On Wed, 7 Dec 2011 14:46:18 +0100
Denis Arnaud <denis.arnaud_fedora at m4x.org> wrote:

> Hello,
> 
> RedHat-hosted Koji servers offer an invaluable service by allowing
> all of us, package maintainers, to build all of "our" Fedora
> packages. I guess that that infrastructure is not cost-less for
> RedHat and and the quality of service is great (for instance, the
> wait in the queues, before Koji actually builds the packages
> submitted via the command-line client, is not so long).
> 
> As Fedora is pretty advanced in the cloud/virtualisation arena, we
> could imagine a "Koji Cloud", hosted on VMs offered by volunteers.
> For instance, I could contribute a few VMs in Europe (hosted on
> http://www.ovh.co.uk/). Our Cloud SIG
> (https://fedoraproject.org/wiki/Cloud_SIG) and/or Virt ML
> ( https://admin.fedoraproject.org/mailman/listinfo/virt and
> https://fedoraproject.org/wiki/Getting_started_with_virtualization)/RedHat
> ET (http://et.redhat.com/) colleagues could help designing and
> implementing the following infrastructure:
>  * VM template/images, ready to be started on the volunteer's servers
> everywhere in the world, 24x7.
>     - SSH public keys of Koji administrators would be part of the
> images, so that they can have an easy access to them, just in case.
>     - Those VMs would update themselves automatically.
>     - The containers could be standardised as well. For instance,
> ProxMox/OpenVZ or Fedora/CentOS with libvirt.
>  * A directory (LDAP, or something less centralised, like the address
> book of Skype, for instance), keeping track of all those VMs:
>     - with the corresponding last known status;
>     - with the VM configurations (Fedora/CentOS release, CPU, memory,
> disk usage, etc);
>     - with some rating corresponding to their quality of service
> (build duration, reliability of the VM, MTBF, etc).
>  * A dispatcher system:
>     - which would route the Koji build requests to available VMs;
>     - collect the outcome of the builds (logs, RPM packages,
> statistics, QoS, etc) and store them in the current ("centralised")
> Koji infrastructure.
> 
> As I am not a specialist of all those technologies, I may have
> forgotten a lot of things, but you get the idea.
> Doesn't it sound great? Does it sound realisable? Am I crazy to dream
> to such an infrastructure?
> 


I've looked into spawning virt instances to do building and it is
pretty doable. The problem with them being offered by volunteers is
trust:

1. how do we trust the initial installation hasn't been poisoned unless
we ship all the bits over ourselves.
2. how do we trust the in-flight build isn't molested
3. how do the people providing the trust insure against
tainted/dangerous builds doing $bad_things on their systems.

this is why I concluded that the idea of donated/volunteered VM was not
going to work - additionally b/c the bandwidth requirements are
non-trivial for many builds.

However, building on environments where we have a contractual (read:
financial) relationship will work better and where the remote end has
protected themselves against attacks from the VMs. I'm speaking of
cloud hosting providers like amazon ec2 and rackspace cloud servers.
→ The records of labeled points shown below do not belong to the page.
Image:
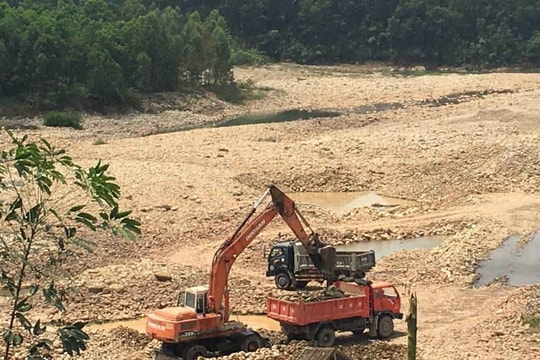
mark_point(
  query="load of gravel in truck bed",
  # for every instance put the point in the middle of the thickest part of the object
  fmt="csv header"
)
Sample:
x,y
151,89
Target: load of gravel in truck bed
x,y
331,292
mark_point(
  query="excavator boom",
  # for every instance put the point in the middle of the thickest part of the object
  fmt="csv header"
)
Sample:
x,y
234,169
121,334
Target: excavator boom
x,y
322,255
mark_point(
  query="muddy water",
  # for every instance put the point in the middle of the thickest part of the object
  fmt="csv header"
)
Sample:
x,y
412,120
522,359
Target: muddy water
x,y
284,116
343,202
386,247
520,266
252,321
I've worked on some code to spawn off an instance, submit jobs +
packages, build them (a chain-build so you don't have to keep
respawning them) then collect all the results back to your local
machine. It works - it requires setting up trusted images at those
cloud providers but that's not very hard to do and keep current. Right
now I'm porting the code to use a different cloud-communication API
than I was using before. 

The problems still persist with bandwidth consumption and to some
extent with trust but trust is mitigated b/c the relationship with
the provider is more standardized and less haphazard.

I have a couple of systems inside the red hat colo that I had planned
on reinstalling to f16 and setting up openstack on them to play with the
same idea but on a local cloud instance. 

Is all this inline with the problems you've thought about?